The Revolution of 1905 marked the watershed in the development of Russian feminism just as it did for almost all opposition movements in the tsarist state. Prior to 1905 women's groups had concentrated with moderate success on "small deeds": expanding educational and employment opportunities for middle- and upper- class women, offering philanthropic assistance to their less fortunate sisters, and campaigning against prostitution and alcoholism. In 1905-1907 feminists turned their attention to more political matters, especially to securing the right to vote in Duma elections and participate in the deliberations of that body. While these objectives were never realized, women were at least successful in liberalizing the attitudes of the other opposition parties and in awakening an interest in women's issues among female factory workers. Even after Stolypin's coup in June 1907, feminist groups were able to secure modifications in inheritance law and internal passport restrictions for the benefit of Russian women. By 1914 public opinion had changed to the point that the "women's question" could no longer be ignored and in 1917 Russian women gained the right to vote before many of their Western counterparts. Dr. Edmondson is to be commended for calling attention to these long overlooked achievements of the Russian feminist movement. She is also to be commended for her objectivity. Unlike some who have written on women's themes, she has managed to remain both sympathetic and critical of her subject. The ultimate failure of the Russian feminists was a result not only of tsarist oppres- sion and Social Democratic hostility, but also, she contends, of the feminists' own internal bickering, lack of common organization, and inability to develop a "coherent theory of women's oppression."
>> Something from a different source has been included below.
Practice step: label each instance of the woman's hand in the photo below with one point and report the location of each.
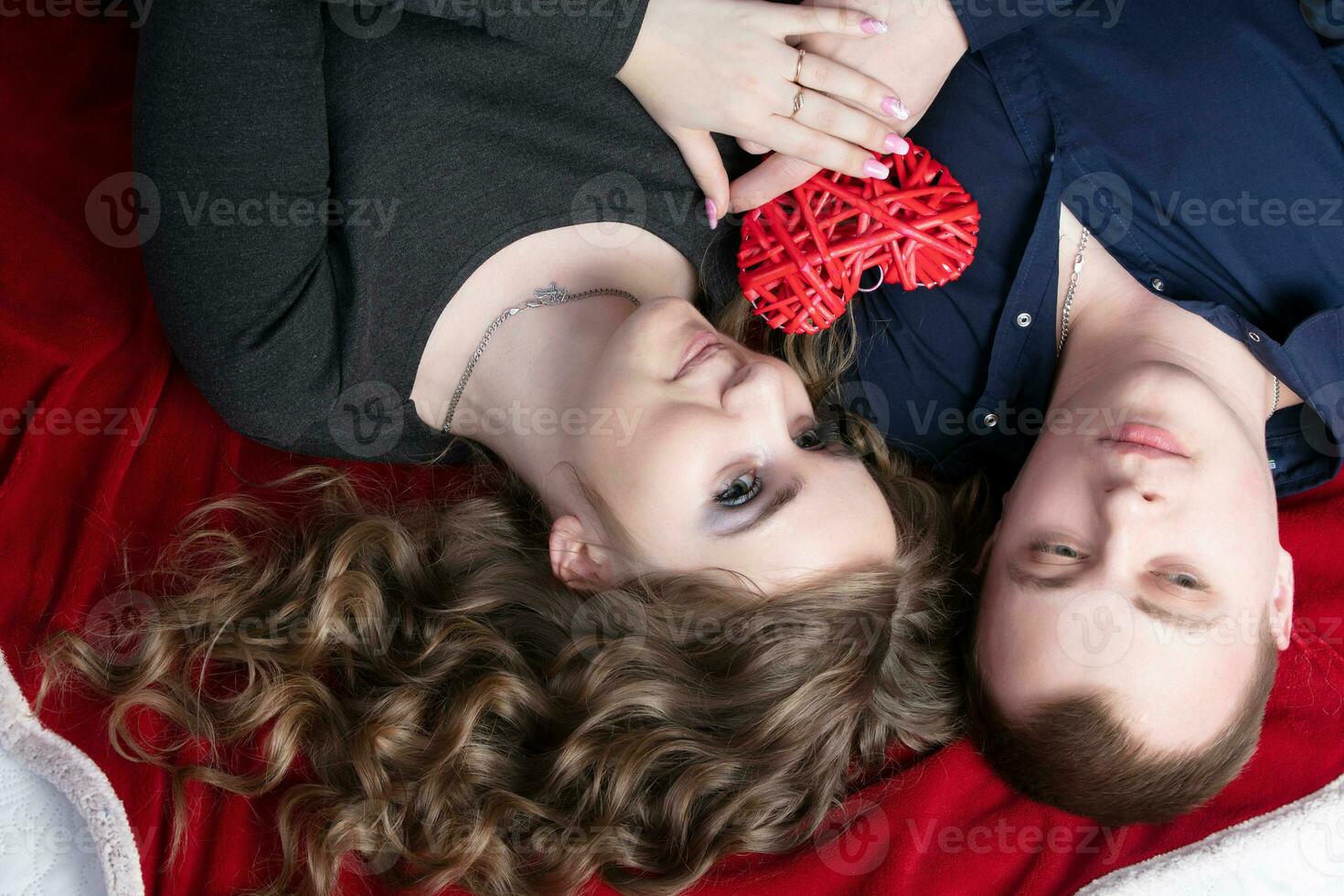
(723, 66)
(915, 55)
Feminism in Russia was originally written as a doctoral dissertation at the University of London and still shares many of the usual strengths and weaknesses of that genre. It is based, as her excellent bibliography attests, on a wide reading of contemporary newspapers, memoirs, and unpublished doctoral dissertations. It is carefully argued and avoids attractive generalities unsupported by historical evidence, and it is written in a sparse and economical style. At the same time it is curiously lifeless and unable to convey the passion and the emotion which the feminist movement must have possessed during the first part of the twentieth century. Perhaps a little more attention to individuals like Anna Filosofova and Ariadna Tyrkova and a little less concentration on the organizations they tried to form might have turned this sound monograph into a more readable book.